China and Vietnam should focus on improving infrastructure in the two corridors involving two southwestern Chinese cities and four northern Vietnamese localities, Chinese ambassador to Vietnam said in Lao Cai Province on Sunday at an international seminar attended by the Chinese and the Vietnamese representatives.
At the seminar, entitled "measures to develop Vietnam-China two economic corridors and one belt in new contexts", the Chinese ambassador Hu Qianwen proposed that the two sides should regard areas along the roads and railways in the two corridors, and ports and logistics services in the Beibu gulf economic belt as major points for bilateral cooperation on trade and investment.

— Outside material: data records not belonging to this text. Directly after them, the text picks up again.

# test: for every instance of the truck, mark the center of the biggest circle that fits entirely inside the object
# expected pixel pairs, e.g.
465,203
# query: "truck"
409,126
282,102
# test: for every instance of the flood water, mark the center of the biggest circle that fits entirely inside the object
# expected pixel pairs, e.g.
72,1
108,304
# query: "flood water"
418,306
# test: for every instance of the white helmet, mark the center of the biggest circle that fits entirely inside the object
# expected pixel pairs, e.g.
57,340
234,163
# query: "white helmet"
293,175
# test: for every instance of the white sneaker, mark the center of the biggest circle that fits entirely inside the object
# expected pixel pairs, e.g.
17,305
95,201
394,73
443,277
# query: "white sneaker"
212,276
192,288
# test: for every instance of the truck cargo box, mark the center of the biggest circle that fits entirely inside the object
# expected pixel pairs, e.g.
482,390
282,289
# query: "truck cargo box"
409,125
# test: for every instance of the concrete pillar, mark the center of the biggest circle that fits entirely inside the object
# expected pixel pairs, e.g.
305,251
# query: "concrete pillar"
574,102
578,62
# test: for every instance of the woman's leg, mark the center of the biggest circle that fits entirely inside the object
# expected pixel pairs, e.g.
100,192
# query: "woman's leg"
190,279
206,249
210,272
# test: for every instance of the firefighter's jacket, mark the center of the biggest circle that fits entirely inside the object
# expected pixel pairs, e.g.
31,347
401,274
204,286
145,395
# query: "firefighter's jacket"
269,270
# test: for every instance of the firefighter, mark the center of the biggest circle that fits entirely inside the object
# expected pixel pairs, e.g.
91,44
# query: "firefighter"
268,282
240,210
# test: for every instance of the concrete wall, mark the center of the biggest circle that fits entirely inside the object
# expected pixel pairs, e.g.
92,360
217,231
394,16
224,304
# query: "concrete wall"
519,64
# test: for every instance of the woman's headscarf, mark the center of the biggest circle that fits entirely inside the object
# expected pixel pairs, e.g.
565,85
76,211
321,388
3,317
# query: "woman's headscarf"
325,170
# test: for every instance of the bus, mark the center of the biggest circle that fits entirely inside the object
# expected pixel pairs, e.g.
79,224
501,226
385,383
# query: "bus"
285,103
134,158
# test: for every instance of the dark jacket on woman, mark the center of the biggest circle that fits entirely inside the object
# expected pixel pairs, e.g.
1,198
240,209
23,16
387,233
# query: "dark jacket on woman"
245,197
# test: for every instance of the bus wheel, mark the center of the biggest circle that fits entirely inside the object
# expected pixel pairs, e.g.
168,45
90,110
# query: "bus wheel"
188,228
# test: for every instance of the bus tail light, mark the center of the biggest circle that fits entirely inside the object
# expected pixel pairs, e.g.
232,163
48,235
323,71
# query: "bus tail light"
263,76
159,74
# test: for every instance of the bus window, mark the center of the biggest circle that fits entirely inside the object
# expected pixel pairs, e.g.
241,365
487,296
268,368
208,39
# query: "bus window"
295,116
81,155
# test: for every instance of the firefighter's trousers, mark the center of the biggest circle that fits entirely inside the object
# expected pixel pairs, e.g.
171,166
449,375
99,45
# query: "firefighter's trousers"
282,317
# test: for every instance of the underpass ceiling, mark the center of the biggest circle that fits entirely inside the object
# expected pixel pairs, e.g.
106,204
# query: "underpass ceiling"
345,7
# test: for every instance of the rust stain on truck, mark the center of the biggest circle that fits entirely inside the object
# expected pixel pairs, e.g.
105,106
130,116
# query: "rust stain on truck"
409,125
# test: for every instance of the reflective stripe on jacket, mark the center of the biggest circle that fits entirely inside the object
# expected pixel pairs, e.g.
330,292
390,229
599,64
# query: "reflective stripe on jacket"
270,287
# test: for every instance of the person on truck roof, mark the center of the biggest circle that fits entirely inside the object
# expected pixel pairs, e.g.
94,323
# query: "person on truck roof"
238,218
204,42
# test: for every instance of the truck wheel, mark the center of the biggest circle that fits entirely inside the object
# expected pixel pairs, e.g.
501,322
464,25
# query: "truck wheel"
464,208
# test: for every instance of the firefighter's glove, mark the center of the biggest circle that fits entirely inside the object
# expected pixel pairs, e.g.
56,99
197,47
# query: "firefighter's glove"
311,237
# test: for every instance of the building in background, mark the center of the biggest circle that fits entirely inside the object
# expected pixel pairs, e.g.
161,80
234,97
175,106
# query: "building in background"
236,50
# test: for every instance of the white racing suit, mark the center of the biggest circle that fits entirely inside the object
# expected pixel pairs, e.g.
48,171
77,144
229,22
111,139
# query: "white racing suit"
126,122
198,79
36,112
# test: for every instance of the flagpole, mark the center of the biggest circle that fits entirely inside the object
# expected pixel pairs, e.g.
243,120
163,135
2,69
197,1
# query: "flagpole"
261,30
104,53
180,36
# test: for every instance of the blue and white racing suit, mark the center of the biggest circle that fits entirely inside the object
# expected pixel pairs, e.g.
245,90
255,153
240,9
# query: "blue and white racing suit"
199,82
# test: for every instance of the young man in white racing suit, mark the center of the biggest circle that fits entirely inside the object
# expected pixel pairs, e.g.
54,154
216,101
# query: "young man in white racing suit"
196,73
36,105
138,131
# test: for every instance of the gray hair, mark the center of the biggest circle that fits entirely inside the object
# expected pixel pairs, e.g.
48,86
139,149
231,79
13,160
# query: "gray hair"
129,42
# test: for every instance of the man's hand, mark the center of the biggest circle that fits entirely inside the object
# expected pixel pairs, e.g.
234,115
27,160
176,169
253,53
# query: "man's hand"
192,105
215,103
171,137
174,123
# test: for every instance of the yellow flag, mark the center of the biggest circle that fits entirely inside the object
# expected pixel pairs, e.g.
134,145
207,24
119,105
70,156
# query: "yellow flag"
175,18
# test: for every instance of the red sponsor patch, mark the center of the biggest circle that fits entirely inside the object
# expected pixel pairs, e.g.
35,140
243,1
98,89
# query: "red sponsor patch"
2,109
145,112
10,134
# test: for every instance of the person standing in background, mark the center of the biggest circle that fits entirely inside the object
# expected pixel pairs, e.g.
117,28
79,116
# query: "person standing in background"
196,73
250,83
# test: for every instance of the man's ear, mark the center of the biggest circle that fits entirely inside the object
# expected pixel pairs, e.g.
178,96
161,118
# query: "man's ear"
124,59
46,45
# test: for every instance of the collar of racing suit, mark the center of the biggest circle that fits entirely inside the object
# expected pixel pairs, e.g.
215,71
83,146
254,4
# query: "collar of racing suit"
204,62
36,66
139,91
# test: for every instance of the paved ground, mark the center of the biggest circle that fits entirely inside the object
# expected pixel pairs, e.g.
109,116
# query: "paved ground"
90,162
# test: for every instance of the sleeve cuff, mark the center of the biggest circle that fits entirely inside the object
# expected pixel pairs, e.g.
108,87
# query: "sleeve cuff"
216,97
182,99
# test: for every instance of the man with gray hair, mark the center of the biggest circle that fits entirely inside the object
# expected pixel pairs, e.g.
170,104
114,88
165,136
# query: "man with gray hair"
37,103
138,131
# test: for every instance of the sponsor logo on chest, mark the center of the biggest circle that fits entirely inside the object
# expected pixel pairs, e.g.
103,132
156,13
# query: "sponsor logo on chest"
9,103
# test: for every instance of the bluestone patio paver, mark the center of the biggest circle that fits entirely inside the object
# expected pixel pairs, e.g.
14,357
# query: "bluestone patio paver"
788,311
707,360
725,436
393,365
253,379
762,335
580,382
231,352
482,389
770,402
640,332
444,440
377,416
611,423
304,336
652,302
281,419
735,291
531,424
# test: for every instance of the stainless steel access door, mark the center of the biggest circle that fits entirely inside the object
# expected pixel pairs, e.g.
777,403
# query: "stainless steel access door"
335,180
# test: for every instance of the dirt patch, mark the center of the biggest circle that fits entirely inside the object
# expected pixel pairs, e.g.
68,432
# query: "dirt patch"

China has improved and constructed necessary infrastructure networks in the two corridors very well, he said, adding that it is most important for the two sides, especially Vietnam, to improve transport systems.
At the one-day seminar, representatives from Vietnamese ministries and research institutes stated that the two sides should center on seeking funds and human resources to facilitate the construction of the two corridors and the belt, especially their infrastructure networks.
"Most important measure is speeding up cooperation on building socioeconomic infrastructure, including expressways, rail routes, seaports, power plants, telecommunications networks, wastewater treatment plants, and infrastructure of border areas," Nguyen Ba An, vice director of the Development Strategy Institute under the Ministry of Planning and Investment, said, adding that the two sides should prioritize construction of expressways of Kunming-LaoCai-Hanoi-Hai Phong, and Nanning-Lang Son-Hanoi-Hai Phong.
In May 2004, the governments of China and Vietnam agreed to develop the two economic corridors, and the Beibu Gulf economic belt involving China's Guangxi, Guangdong, Hainan, Hong Kong and Macao, and 10 coastal localities of Vietnam, to speed up socioeconomic development of the involved cities and provinces, as well as their trade and economic ties with the Association of Southeast Asian Nations.